Menos procura de portugueses e espanhóis
A oferta turística portuguesa cresceu acima da procura, situação que é um “grande desafio”, especialmente num momento de grande contracção na procura de portugueses e espanhóis, afirmou hoje o presidente do Turismo de Portugal.
“Portugal e Espanha juntos valem 45% da procura para Portugal e prevê-se que os dois decresçam este ano mais de 10%”, disse Frederico Costa no 2º Fórum Ibérico em Barcelona.
“Temos o grande desafio que é encontrar alternativas a este mercado ibérico, nomeadamente nos mercados intercontinentais.
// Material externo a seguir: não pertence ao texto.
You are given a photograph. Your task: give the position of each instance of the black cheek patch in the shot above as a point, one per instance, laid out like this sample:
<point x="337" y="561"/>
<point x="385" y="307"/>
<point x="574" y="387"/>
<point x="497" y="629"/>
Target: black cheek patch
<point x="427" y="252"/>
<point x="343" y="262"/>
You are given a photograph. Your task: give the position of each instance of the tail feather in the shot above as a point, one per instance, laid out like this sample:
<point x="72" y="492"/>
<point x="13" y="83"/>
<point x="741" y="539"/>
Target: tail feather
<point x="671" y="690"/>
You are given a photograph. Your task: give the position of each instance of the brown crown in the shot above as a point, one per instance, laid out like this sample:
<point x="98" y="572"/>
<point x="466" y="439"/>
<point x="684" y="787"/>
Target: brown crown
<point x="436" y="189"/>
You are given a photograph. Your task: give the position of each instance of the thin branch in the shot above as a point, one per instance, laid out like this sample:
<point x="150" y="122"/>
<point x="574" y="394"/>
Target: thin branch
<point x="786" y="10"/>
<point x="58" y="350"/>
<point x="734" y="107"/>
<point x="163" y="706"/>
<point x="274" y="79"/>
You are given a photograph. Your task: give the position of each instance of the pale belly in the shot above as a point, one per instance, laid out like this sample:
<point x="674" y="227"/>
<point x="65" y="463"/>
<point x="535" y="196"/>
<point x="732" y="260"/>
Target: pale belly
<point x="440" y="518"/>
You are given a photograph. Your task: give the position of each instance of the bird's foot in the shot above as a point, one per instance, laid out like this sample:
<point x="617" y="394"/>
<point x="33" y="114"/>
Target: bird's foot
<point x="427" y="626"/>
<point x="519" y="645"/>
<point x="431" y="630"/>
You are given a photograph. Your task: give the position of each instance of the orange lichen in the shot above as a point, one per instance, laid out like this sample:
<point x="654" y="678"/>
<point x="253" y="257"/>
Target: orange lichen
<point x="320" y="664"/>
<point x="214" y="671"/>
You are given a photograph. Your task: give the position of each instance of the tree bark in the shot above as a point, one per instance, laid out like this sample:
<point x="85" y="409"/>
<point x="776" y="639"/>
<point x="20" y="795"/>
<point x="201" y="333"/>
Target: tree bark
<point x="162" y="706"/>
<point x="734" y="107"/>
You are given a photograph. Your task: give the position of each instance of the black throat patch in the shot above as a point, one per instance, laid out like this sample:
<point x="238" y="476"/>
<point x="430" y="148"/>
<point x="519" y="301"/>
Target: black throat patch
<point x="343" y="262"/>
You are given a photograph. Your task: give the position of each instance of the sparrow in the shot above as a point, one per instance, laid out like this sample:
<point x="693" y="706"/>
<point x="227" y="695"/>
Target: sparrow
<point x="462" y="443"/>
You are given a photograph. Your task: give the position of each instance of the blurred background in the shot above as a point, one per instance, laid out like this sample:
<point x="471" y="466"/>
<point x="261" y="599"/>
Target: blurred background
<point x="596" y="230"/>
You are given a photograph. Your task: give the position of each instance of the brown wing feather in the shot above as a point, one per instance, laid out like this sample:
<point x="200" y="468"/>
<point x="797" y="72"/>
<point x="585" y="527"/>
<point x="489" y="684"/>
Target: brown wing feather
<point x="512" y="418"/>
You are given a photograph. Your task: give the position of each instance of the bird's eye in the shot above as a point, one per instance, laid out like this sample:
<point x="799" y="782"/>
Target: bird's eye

Não vamos conseguir compensar essas perdas, mas é aí que temos que trabalhar para, no futuro, não depender tanto do mercado ibérico”, disse.
A sustentabilidade do sector turístico, especialmente num quadro de forte contracção económica em Portugal e Espanha, tem sido um dos temas dominantes no 2º Fórum Ibérico, que reúne hoje responsáveis de Portugal e Espanha e especialistas do sector de turismo dos dois países na Casa Llotja de Mar, sede da Câmara de Comércio de Barcelona.
Produto “muito competitivo”
Frederico Costa recordou que, nos últimos anos, Portugal construiu uma oferta e um produto “muito competitivo”, mas que é essencial analisar a sustentabilidade do sector, que tem hoje uma “oferta que cresceu a ritmo superior ao da procura, o que cria um grande desafio”.
Depois do crescimento dos últimos anos em todos os indicadores, os dados do primeiro trimestre deste ano demonstram uma queda de 7,2% nas dormidas de portugueses em férias no território nacional e de 15,9% nas dormidas dos espanhóis.
Esta contracção, explicou, deverá manter-se, no caso dos portugueses, pelo menos até 2013, e não está a ser compensada pelo aumento de outros mercados emissores como a Alemanha (mais 5,6%), os Países Baixos (mais 4%) e a França (mais 3,5%) ou até o Brasil, que é hoje o quarto mercado emissor.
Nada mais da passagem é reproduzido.